A number of studies have been conducted on the likely effects of climate change on present-day fire regimes. In temperate regions, including the western United States, Australia and the boreal forests of Canada and Russia, researchers are predicting that increased temperature will extend typical fire seasons, with more fires occurring earlier and later in a given year. Although the effects will likely vary considerably among different ecosystem types, the total area burned will increase in some regions, as will fire severity and related economic losses. Fire suppression efforts will not keep pace with these changes, and many fires may effectively burn through remote landscapes unimpeded by control efforts. Increased fire frequency and severity could also increase the risk that some rare species and ecosystem types will be lost.

Tropical forests globally have warmed by half a degree in the last 20 years, and this is expected to increase by a further 3 to 8 degrees by the end of the century. In tropical rainforests, specifically, global warming could exacerbate existing problems stemming from forest fragmentation, agricultural burning and other human uses if it promotes drier climates or stronger El Niño-Southern Oscillation droughts.
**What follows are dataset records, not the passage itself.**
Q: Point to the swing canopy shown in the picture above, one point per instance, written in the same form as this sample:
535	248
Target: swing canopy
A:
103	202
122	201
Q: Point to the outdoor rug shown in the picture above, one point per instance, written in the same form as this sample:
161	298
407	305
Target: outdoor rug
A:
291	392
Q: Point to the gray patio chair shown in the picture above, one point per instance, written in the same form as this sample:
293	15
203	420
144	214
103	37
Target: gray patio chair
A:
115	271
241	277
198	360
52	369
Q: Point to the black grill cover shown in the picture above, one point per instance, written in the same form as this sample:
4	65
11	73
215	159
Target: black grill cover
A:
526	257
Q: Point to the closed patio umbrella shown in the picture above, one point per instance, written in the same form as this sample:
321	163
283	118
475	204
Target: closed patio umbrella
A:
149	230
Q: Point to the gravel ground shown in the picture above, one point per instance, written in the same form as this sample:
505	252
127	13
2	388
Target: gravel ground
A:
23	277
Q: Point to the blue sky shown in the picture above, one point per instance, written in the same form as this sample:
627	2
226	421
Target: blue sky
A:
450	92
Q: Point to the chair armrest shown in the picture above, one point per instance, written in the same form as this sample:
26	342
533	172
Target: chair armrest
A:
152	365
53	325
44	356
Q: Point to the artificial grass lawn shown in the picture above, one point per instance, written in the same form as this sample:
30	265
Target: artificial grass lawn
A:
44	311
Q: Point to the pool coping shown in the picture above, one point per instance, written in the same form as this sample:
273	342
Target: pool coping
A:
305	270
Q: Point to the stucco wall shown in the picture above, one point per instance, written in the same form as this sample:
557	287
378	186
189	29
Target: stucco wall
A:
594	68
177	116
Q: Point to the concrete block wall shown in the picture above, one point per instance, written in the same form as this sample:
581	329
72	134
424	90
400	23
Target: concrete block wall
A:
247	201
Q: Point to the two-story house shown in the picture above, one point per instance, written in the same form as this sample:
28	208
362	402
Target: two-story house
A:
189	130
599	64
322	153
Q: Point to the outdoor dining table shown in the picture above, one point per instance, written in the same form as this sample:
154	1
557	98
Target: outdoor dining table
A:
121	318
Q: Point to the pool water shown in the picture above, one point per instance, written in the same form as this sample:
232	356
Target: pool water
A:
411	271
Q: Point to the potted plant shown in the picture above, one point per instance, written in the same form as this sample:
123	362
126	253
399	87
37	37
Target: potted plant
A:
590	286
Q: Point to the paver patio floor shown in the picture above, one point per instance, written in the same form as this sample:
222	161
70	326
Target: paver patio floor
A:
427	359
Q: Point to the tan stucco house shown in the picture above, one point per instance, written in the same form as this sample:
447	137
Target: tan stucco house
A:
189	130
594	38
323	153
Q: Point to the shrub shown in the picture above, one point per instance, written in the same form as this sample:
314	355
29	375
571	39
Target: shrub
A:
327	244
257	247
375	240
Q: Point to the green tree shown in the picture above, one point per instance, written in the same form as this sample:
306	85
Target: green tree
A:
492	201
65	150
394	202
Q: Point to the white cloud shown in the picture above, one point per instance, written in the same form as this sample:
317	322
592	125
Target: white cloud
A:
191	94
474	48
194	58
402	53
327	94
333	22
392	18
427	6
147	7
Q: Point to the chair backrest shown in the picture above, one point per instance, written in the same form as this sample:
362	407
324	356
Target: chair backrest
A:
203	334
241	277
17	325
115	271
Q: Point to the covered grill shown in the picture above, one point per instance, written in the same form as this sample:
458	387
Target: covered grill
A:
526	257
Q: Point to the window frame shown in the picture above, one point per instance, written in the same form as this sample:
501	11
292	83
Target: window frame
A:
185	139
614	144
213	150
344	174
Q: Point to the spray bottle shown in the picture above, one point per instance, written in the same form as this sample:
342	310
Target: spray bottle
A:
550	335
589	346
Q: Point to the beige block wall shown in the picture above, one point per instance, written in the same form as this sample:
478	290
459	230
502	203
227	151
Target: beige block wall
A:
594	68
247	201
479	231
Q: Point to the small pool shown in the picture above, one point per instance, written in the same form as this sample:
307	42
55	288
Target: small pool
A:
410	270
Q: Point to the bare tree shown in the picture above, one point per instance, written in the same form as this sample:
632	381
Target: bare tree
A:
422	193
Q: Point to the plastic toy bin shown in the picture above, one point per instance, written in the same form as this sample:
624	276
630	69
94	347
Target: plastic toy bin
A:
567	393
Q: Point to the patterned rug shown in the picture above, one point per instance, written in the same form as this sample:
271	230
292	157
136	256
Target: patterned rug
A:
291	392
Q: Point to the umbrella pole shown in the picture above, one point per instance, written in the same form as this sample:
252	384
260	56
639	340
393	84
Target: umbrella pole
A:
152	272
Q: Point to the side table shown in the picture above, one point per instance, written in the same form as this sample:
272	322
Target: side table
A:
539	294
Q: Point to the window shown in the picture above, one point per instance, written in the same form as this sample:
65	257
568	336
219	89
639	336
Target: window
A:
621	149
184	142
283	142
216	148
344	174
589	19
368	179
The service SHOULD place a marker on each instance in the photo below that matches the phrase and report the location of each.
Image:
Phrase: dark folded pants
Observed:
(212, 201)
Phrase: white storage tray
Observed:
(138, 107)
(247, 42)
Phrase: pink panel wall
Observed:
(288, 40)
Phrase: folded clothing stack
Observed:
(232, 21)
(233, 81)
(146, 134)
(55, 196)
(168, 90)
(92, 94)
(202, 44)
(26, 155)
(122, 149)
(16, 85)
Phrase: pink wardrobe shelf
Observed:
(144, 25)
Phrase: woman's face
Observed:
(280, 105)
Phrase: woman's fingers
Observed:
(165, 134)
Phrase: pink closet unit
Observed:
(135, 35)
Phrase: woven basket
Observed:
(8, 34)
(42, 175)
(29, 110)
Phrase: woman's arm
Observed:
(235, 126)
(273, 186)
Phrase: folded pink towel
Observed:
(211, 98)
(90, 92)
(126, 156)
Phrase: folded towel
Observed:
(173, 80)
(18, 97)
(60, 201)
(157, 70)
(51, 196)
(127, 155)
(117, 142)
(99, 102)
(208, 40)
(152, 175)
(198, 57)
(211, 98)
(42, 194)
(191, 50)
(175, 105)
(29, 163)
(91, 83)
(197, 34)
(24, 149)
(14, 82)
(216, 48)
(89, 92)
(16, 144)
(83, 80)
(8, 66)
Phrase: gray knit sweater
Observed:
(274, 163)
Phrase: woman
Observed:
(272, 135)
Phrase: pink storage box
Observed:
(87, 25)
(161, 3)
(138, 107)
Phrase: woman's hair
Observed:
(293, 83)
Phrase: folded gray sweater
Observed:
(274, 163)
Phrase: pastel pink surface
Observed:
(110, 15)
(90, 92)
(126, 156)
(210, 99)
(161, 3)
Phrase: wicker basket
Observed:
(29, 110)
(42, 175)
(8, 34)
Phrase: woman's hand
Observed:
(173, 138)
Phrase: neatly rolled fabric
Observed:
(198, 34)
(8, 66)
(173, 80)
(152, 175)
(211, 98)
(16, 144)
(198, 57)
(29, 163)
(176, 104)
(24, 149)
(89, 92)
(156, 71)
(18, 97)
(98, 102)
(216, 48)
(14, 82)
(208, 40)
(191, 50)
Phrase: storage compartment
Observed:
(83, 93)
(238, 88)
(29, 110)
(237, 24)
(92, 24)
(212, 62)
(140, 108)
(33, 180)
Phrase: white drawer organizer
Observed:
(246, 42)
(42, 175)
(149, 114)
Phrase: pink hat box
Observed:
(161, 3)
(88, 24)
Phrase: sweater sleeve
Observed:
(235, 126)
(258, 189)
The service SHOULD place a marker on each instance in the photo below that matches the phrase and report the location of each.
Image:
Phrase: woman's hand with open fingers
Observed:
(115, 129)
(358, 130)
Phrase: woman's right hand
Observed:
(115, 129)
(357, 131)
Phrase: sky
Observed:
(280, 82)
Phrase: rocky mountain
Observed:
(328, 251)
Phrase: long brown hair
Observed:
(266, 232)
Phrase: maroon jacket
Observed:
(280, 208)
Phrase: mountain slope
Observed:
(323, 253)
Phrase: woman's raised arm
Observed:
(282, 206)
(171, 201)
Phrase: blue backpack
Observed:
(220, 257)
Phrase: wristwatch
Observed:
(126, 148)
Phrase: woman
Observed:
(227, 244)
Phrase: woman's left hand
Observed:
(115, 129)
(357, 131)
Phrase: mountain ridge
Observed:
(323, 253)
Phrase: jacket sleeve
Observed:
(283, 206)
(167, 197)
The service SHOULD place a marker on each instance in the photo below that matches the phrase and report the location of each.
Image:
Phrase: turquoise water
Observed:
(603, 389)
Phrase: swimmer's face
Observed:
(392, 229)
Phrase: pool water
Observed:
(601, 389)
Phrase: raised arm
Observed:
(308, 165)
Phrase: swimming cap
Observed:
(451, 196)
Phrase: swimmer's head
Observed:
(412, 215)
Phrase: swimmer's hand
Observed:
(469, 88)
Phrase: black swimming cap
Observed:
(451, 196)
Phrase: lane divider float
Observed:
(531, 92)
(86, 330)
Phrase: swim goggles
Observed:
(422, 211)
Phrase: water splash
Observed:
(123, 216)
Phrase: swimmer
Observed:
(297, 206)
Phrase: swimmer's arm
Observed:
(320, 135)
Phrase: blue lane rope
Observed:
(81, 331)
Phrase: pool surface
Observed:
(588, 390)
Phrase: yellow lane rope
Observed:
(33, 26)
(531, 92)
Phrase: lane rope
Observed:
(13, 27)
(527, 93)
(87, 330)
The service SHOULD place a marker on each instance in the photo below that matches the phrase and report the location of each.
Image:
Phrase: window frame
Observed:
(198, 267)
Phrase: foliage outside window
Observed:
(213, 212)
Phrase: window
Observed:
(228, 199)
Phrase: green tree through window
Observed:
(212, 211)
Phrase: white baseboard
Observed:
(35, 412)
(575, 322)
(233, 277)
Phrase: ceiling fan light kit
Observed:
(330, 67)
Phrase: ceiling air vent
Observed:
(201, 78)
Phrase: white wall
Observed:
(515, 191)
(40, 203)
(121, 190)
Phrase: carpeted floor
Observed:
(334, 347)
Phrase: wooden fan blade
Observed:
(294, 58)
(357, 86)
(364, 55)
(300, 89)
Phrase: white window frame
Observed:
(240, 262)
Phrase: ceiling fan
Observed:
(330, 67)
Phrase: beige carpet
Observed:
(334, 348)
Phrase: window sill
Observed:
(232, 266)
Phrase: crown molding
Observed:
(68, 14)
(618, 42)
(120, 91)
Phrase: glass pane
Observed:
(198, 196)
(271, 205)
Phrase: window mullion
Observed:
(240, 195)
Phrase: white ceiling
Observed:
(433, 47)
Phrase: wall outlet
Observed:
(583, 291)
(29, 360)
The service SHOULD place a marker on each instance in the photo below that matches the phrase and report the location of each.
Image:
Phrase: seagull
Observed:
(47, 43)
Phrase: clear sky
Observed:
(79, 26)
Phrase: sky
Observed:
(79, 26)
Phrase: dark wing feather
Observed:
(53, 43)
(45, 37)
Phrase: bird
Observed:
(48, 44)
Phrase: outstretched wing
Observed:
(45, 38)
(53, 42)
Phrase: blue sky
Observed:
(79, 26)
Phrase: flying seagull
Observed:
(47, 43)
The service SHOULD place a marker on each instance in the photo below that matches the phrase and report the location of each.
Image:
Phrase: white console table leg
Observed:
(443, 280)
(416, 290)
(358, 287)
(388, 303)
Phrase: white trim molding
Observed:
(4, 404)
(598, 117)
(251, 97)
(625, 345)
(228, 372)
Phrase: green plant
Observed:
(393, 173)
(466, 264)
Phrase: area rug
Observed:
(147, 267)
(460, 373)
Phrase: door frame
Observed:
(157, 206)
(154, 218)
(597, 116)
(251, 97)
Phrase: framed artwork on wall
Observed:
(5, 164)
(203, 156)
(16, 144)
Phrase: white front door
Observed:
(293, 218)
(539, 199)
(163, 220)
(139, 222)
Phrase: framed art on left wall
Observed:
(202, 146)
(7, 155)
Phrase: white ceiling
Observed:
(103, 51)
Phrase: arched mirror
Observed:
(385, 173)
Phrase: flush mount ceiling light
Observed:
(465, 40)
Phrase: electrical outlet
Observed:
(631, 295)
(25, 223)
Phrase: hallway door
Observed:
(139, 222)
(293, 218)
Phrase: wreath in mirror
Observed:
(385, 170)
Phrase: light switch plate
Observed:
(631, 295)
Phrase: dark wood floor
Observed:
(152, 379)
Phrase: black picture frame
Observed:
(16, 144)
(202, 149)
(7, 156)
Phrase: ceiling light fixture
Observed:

How do prescribed burns and other treatments such as forest thinning affect carbon storage? In 2010 the Ecological Society of America synthesized the science on forests and carbon for the United States, including the issue of how fuels management affects carbon stocks. In general, there is much we still don’t know about carbon budgets in different ecosystem types, especially those that naturally experience periodic fire. It is known, however, that the periodic controlled burns used to manage many natural areas, such as longleaf pine ecosystems, do not release a great deal of carbon relative to what is stored in the forest stand.

Increasingly, managers are explicitly striving to increase the resilience of ecosystems to the effects of climate change and other disturbances. (Resilience = the capacity of a system to absorb disturbance, undergo change and still retain essentially the same function, structure, identity and feedbacks.)